Violenze, vessazioni, paura. Il regime del terrore non placa la voglia di libertà delle donne iraniane, che stanno pagando a caro prezzo la forza della loro protesta. Pareva già grave il caso di Elnaz Rekabi Primail, sparita e finita in carcere per aver partecipato senza il velo ai Campionati asiatici di Seul. L’atleta ribelle è stata costretta a tornare in Iran per salvare suo fratello. ma al peggio nn c’è mai limite, là dove la detta legge. Il secondo caso è macchiato di sangue. Una studentessa iraniana Asra Panahi, di 16 anni, è morta dopo un pestaggio da parte delle forze di sicurezza perché, assieme ad altre compagne di classe, si era rifiutata di cantare un inno dedicato alla Guida suprema dell’Iran, Ali Khamenei.

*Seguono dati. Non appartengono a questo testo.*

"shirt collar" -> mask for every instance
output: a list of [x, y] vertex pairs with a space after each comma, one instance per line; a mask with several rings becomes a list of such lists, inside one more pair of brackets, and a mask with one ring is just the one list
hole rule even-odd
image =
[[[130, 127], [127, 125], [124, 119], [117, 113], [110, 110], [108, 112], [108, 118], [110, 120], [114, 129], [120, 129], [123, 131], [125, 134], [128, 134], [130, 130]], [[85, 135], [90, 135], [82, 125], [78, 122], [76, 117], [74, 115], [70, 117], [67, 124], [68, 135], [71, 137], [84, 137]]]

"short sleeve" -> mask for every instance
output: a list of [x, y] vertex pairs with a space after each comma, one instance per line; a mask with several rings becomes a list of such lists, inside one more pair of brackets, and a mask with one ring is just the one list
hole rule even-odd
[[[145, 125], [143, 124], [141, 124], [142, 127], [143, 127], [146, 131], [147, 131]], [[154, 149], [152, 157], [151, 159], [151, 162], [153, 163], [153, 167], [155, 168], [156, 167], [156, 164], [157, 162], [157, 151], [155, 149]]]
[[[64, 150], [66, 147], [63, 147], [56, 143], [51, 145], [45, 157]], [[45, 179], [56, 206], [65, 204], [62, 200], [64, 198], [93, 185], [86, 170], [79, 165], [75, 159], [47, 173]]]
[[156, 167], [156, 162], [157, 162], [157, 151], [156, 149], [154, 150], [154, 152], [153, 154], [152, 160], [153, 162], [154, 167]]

Lo denuncia su Telegram il Consiglio di Coordinamento del sindacato degli insegnanti iraniano secondo cui varie ragazze sono state trasferite in ospedale dopo il pestaggio, avvenuto in una scuola di Ardabil, nel nord ovest del Paese, dopo un raid da parte delle forze di sicurezza che le hanno costrette a intonare una lode a Khamenei.
Il fatto
La studentessa iraniana sarebbe stata picchiata a morte in classe per essersi rifiutata di cantare un inno a favore della Repubblica islamica. Lo ha denunciato su Telegram il Consiglio di coordinamento dei sindacati degli insegnanti in Iran, secondo cui la vittima, la 16enne Asra Panahi, sarebbe stata picchiata insieme a diverse compagne di classe dalle forze di sicurezza durante un blitz effettuato il 13 ottobre al liceo femminile ‘Shahed’ di Ardabil, nel nord-ovest dell’Iran, mentre non si placano le proteste antigovernative a livello nazionale scatenate dalla morte di Mahsa Amini.
Secondo la fonte, diverse ragazze sono state ricoverate in ospedale a seguito del blitz e un certo numero sono state arrestate. Asra sarebbe morta per le ferite riportate. Le autorità iraniane hanno negato ogni responsabilità e successivamente un uomo, identificato come lo zio della 16enne, è apparso sulla tv di Stato affermando che la nipote sarebbe morta per una patologia cardiaca congenita. Per l’ong con sede a Oslo Iran Human Rights finora sono 215, tra cui 27 minorenni, le persone morte nella brutale repressione delle proteste da parte delle forze di sicurezza.
Il 13 ottobre scorso Asra e le sue compagne di classe non avevano nessuna intenzione di intonare un inno in onore della Guida Suprema dell’Iran, il grande ayatollah Ali Khamenei. Indispettiti dal rifiuto, gli agenti delle forze di sicurezza le hanno picchiate selvaggiamente. Alcune studentesse del liceo “Shahed” di Ardabil, una città del Nord-Ovest vicina al mar Caspio, sono finite in ospedale, altre in carcere. Asra Panahi, 16 anni, è morta un giorno dopo, il 14 ottobre, per le ferite subite nell’inatteso e impari scontro. La notizia è emersa grazie al Consiglio di coordinamento dei docenti iraniani, un sindacato dei professori che ha denunciato più volte l’arresto di suoi aderenti durante le proteste di massa innescate dal fermo e dalla tragica fine di Mahsa Amini, la donna curda di 22 anni che secondo la “polizia per la prevenzione del vizio e per la diffusione della virtù” indossava il velo lasciando parzialmente scoperti i capelli.
Naturalmente le autorità della teocrazia respingono ogni responsabilità. Per il prossimo fine settimana sono previste altre manifestazioni. Seguendo un copione ormai consolidato, un uomo identificato come lo zio di Asra è apparso sui canali televisivi di Stato e ha dichiarato che la nipote è stata stroncata da un difetto cardiaco congenito. Esattamente come accadde per Mahsa Amini, arrestata a Teheran il 13 settembre. Nei giorni scorsi le autorità hanno ordinato raid e incursioni nelle scuole di tutto il Paese. Molti studenti sono stati fermati e caricati su auto in sosta vicino alle loro aule. In diverse occasioni i poliziotti hanno sparato gas lacrimogeni. Il sindacato dei docenti ha condannato le «brutali e disumane incursioni» e ha chiesto le dimissioni del ministro dell’istruzione Yousef Nouri.